How to tune your violin

Playing on a badly-tuned violin is not good for the development of the pupil’s ear!

Violins need to be tuned daily, because they are "old technology", i.e. artisanal and made of natural materials which are sensitive to temperature and humidity variations. New violins, violins with new strings and seldom-used violins are the most unstable and will need more frequent tuning at first.

You also need to make sure to tune the violin(s) shortly before each group lesson, because if several violins in a group are badly out of tune the teacher will lose a lot of precious teaching time tuning them at the beginning of the lesson!

The first few times you try, tuning the violin will take you a lot of time but, once you get used to it, it’s not so difficult and can become routine! That's because, while an experienced violinist will do the tuning by ear, non-violinists (even if they are musicians) will generally use an electronic tuner or app (see accessories list) which can tell, when you play a string, whether you need to tune that particular string up or down.

However, it’s usually a little more difficult to tune small children’s violins than it is to tune bigger violins (which is, admittedly, unfair for Suzuki beginners and their parents!)

First of all, make sure that the violin is in a good state and fully equipped. Generally, any violin should be checked by a luthier (specialised violin maker and repairer) at least once a year, because violins are delicate instruments (although children’s violins are usually a more robust). A violin that has not been checked for too long will usually be more difficult to tune and will not sound so good.

In particular, check the following with the luthier:

- the strings should not be too old.

- the tuning pegs (which are in the scroll or “head” of the violin) should be easy to turn as well as to fix in place (which is done by pushing them firmly back in after turning).

- a beginner’s violin should always have not just tuning pegs but also a tuning screw for each string. These are small screws attached behind the bridge, on the tailpiece. Professionals usually have only one or two of these.

How to tune a violin: 

(Before tuning, it can be a good idea to check, each time, whether the bridge (the piece of sculpted white wood holding the strings up) is well centred. The bridge is held in place only by the tension of the strings and can sometimes move due to an external shock, especially on smaller violins, where the string tensions are less. The bridge should be vertical, aligned with the crossings of the F-shaped holes which are on either side of the violin's top, and centred in the middle so as to align with the fingerboard (i.e. the outer strings should run parallel with the edges of the fingerboards). The bridge is quite easy to put back in place, especially on small violins, but if you have never done this before you might prefer to be shown how to do it by your single-lesson teacher.)

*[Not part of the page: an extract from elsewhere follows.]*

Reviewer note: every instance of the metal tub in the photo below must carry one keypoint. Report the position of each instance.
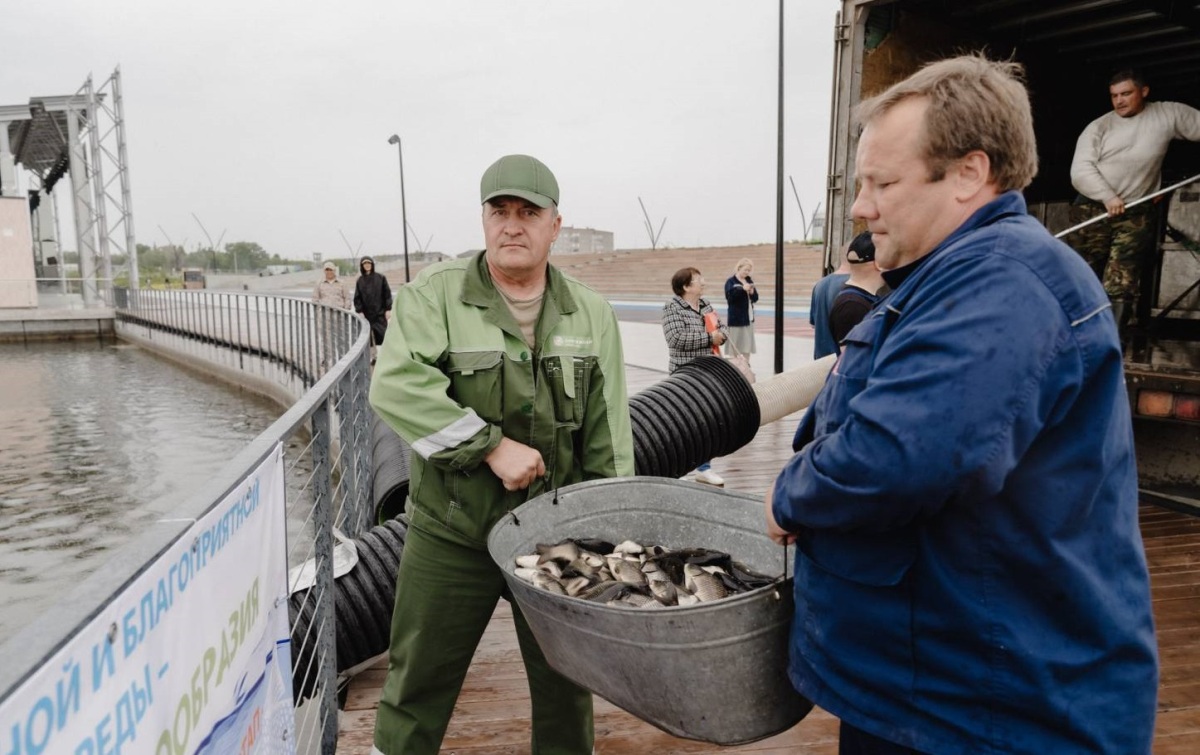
(713, 671)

Every time you tune the violin you will need to check the tuning of each of the four strings, even those not yet being played by the pupil, because the tension of each string affects that of the other strings as well as the sound of the violin generally.

The four strings should sound the notes E (mi), A (la), D (ré) and G (sol), when played as open strings (i.e. without pressing down a finger on the string or otherwise shortening its vibrating length) and in order from right to left (looking at the violin with the scroll at the top).

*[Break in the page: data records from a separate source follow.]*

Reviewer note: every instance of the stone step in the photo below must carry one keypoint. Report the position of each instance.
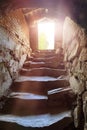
(55, 58)
(43, 72)
(62, 121)
(24, 107)
(55, 65)
(43, 54)
(64, 97)
(40, 87)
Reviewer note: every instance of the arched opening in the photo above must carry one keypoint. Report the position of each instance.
(46, 34)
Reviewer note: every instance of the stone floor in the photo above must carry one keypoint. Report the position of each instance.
(40, 98)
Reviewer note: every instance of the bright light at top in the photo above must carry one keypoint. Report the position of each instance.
(46, 35)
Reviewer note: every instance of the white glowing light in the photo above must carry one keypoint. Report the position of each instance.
(46, 35)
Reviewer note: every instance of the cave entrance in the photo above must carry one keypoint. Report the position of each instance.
(46, 34)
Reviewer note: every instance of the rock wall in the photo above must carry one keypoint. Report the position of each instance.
(75, 48)
(14, 47)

However, you should preferably tune the string in the following order: first the A (second string), then D, then G and E. Then you need to check everything again and again until you are satisfied that all the strings are in tune, because changing the tension in one string can affect the other strings. This effect is noticeable especially between E and G, the outer strings.

To tune a string up, screw in the tuning screw (i.e. turn it clockwise) so as to increase the tension of the string. To tune down, unscrew.

The screw is very precise but has a limited range. If the string is too badly out of tune, or if the screw is already fully screwed in or out, you’ll need to use the peg. You probably won’t like this, because the pegs are less easy to use than the screws! So you might want to simply tune the string just a bit too high with the peg, fix the peg firmly in, and then come down again using the screw (or the opposite, whichever is necessary to make the screw useful again).

If you need to use the peg to tune a string, be careful not to break the string! The effect of turning the peg is much blunter than that of turning the screw: less than a ¼ turn should be more than enough, unless, of course, the string is very loose, which might happen if the itself peg has come loose. This can sometimes happen, due to of a sudden temperature change or some other external shock.